В два прыжка я настиг врага и опрокинул наземь.
Адреналин пел в моей крови.
Я заломил лысому руки.
Он извернулся и оказался ко мне лицом.
О, сладкий восторг встречи с достойным противником!
Я надавил ему коленом на живот.
Он впился зубами мне в шею.
Мы ворочались на колючем гравии дорожки; над нами громко кричали люди и оглушительно лаял дог; а вдалеке уже слышался всепроникающий вой сирен. К нам спешила бригада службы социальной стабильности.
Доктор поднял на меня добрые усталые глаза. В них читалось бесконечное терпение и вселенская собачья печаль.
– Ну что, социально неадаптированный, – сказал он. – Какие у нас проблемы на этот раз?
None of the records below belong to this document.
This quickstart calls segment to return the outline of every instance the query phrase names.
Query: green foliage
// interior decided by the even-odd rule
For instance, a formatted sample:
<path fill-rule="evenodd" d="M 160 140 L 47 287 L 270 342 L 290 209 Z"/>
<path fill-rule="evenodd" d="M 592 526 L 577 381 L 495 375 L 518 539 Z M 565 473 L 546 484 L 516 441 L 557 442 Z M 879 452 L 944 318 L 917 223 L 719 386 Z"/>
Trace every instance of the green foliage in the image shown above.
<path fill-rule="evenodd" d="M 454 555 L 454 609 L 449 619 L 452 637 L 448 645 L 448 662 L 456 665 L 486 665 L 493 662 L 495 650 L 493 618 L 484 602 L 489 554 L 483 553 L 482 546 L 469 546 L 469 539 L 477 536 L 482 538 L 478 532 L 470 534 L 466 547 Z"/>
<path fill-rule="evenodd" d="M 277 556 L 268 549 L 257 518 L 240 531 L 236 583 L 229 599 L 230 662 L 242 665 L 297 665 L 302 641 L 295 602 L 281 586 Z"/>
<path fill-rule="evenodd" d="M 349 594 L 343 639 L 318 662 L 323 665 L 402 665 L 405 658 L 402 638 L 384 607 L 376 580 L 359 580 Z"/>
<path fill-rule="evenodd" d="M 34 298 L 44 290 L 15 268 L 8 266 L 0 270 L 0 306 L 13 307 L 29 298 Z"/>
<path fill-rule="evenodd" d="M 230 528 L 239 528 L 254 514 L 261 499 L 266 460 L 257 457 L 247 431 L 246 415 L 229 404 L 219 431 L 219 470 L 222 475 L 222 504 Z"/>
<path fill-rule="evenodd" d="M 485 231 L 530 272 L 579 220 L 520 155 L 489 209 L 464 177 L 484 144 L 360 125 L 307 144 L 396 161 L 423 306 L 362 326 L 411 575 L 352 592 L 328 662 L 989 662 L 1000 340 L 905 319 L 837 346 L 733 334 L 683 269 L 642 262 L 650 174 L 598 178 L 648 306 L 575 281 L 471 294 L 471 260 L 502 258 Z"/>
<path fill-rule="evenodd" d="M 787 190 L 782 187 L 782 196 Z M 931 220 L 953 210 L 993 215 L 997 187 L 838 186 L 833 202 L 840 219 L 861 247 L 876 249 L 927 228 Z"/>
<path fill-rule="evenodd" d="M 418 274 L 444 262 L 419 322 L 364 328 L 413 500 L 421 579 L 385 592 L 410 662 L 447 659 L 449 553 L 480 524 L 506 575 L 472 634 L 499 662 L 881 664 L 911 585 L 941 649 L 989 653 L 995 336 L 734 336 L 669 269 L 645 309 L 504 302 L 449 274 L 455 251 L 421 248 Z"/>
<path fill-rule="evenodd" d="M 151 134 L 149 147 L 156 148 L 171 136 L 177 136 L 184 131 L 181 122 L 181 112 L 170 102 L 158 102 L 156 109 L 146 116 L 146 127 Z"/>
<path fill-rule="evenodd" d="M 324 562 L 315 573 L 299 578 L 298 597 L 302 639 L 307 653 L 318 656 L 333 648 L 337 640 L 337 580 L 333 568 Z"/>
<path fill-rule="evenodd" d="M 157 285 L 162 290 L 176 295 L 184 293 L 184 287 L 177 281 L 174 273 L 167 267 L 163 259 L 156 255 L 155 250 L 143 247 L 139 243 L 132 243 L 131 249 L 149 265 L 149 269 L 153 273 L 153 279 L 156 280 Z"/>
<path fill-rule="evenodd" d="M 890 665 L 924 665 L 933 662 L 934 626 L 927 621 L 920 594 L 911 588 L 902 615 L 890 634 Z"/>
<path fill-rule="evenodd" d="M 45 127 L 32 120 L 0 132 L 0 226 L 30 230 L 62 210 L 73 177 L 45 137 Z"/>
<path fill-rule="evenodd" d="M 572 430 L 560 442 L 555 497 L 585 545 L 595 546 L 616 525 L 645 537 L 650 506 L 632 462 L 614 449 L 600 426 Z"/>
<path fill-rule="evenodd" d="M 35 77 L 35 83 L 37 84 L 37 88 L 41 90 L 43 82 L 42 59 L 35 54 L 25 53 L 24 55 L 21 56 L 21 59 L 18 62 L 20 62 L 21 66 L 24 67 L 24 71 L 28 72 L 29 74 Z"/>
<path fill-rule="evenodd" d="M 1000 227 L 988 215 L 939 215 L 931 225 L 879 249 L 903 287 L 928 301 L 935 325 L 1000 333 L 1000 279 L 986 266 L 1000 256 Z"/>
Я его знал. То есть доктора. То есть я его знал по-настоящему, это не паранойя взыграла. И он меня знал, очень хорошо и очень давно. Лет двадцать назад мы учились в одном классе. Играли в одном дворе. Ходили на один каток. И жизнь тогда была совсем непохожей на нынешнюю.
В те далекие дни нас назвали бы друзьями. Но сейчас в списке утвержденных Конституцией и одобренных к использованию патологий дружба не значилась.
Я поерзал на стуле. Как всегда, после уколов жутко чесалась задница. А свежевыбритые для мнемошлема виски свербели от жирной фуллконтактерной мази.
– Жора, – жалобно попросил я, – давай по-человечески, без этих ваших профессиональных закидонов.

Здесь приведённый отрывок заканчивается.